Plus généralement, la France a changé de rhétorique par rapport à la région. Et ce depuis 2022 et l’invasion à grande échelle de l’Ukraine par la Russie. Le discours de Bratislava du Président Macron en est l’illustration la plus singulière. Plus concrètement, c’est la position de la France par rapport au processus d’élargissement de l’Union européenne qui a évolué sensiblement. Traditionnellement sceptique à ce propos, la France revendique désormais un soutien proactif. Le contexte international ayant évolué avec le retour de la guerre sur le continent, la France perçoit l’élargissement comme une nécessité stratégique absolue. Les Balkans ne peuvent faire office de zone grise sans menacer la sécurité européenne et donc les intérêts de la France.
Les doutes subsistent malgré un changement d’attitude remarqué
Le changement d’attitude opéré par la France a été perçu dans les Balkans occidentaux. Cela ne fait aucun doute. Néanmoins, cela n’a pas dissipé toutes les interrogations, accumulées pendant de nombreuses années en raison d’un sous-engagement et la prise de décisions contestables telles que le véto de 2019. Plus encore, ce changement d’attitude français reste surtout concentré sur l’Ukraine et la Moldavie, les Balkans occidentaux demeurant une préoccupation secondaire.
Ainsi, un fort degré de scepticisme demeure dans la région, tant au niveau des autorités que des citoyens, quant au changement d’attitude français.
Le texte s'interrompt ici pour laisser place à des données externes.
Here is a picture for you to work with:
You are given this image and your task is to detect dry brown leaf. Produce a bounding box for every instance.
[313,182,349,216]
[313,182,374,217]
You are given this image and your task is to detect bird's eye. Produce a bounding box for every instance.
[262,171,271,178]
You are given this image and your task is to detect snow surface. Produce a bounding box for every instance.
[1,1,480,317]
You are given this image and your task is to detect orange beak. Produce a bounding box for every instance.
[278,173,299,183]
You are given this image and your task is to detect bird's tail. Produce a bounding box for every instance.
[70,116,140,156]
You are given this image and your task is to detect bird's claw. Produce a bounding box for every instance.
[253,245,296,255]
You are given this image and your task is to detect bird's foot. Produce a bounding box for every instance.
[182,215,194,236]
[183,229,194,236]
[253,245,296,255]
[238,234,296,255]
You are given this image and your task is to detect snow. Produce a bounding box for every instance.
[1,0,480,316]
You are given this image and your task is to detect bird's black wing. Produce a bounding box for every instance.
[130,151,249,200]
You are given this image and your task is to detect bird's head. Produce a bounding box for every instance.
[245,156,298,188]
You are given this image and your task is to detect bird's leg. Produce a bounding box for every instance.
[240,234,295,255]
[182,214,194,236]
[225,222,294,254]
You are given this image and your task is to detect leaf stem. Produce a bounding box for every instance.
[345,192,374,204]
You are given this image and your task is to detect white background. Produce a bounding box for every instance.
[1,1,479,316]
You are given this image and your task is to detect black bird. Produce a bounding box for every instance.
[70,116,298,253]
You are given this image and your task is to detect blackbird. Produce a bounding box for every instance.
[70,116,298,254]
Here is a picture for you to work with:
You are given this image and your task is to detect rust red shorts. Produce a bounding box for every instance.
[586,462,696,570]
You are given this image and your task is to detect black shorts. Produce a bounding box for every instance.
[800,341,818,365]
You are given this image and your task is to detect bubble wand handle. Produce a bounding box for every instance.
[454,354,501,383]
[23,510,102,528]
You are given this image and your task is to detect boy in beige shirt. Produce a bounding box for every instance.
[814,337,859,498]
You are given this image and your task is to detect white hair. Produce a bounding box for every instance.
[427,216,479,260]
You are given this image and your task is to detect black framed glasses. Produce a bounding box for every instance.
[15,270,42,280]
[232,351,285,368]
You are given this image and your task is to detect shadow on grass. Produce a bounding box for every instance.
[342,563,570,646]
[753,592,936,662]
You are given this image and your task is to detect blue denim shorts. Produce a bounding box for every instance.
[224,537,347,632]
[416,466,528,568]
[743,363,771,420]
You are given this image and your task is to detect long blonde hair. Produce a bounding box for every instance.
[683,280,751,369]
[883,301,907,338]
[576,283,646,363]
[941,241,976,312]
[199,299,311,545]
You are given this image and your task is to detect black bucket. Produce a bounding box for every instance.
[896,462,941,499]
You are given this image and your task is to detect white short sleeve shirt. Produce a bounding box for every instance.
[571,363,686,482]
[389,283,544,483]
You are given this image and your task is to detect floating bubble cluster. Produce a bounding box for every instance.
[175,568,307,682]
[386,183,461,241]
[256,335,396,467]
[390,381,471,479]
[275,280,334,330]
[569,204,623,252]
Il faut dire que les résultats concrets de l’évolution française se font peu nombreux. Un constat qui se confirme d’ailleurs par la continuité d’une présence française plus faible que celle de partenaires comme l’Allemagne, le Royaume-Uni ou l’Italie. Cela se voit à tous les niveaux : politique, économique mais aussi par la faible présence d’outils et d’acteurs de la société civile française.
Ensuite, les doutes subsistent du fait d’une attitude jugée parfois ambigüe de la France dans son engagement régional. Parmi les critiques principales subsiste l’impression que la France s’engage de manière inégale dans la région du fait notamment d’une action centrée principalement sur la Serbie. Les critiques portent aussi sur la façon de s’engager de la France, notamment puisque cette dernière privilégie des relations basées quasi-exclusivement sur les autorités nationales. Et ce peu importe les décisions prises par ces dernières. Cela remet ainsi en cause la crédibilité de la France dans ses engagements notamment quand elle s’applique à développer des relations avec des dirigeants négligeant les principes de bonne gouvernance ou les standards démocratiques pourtant des éléments centraux de la politique étrangère française dans la région.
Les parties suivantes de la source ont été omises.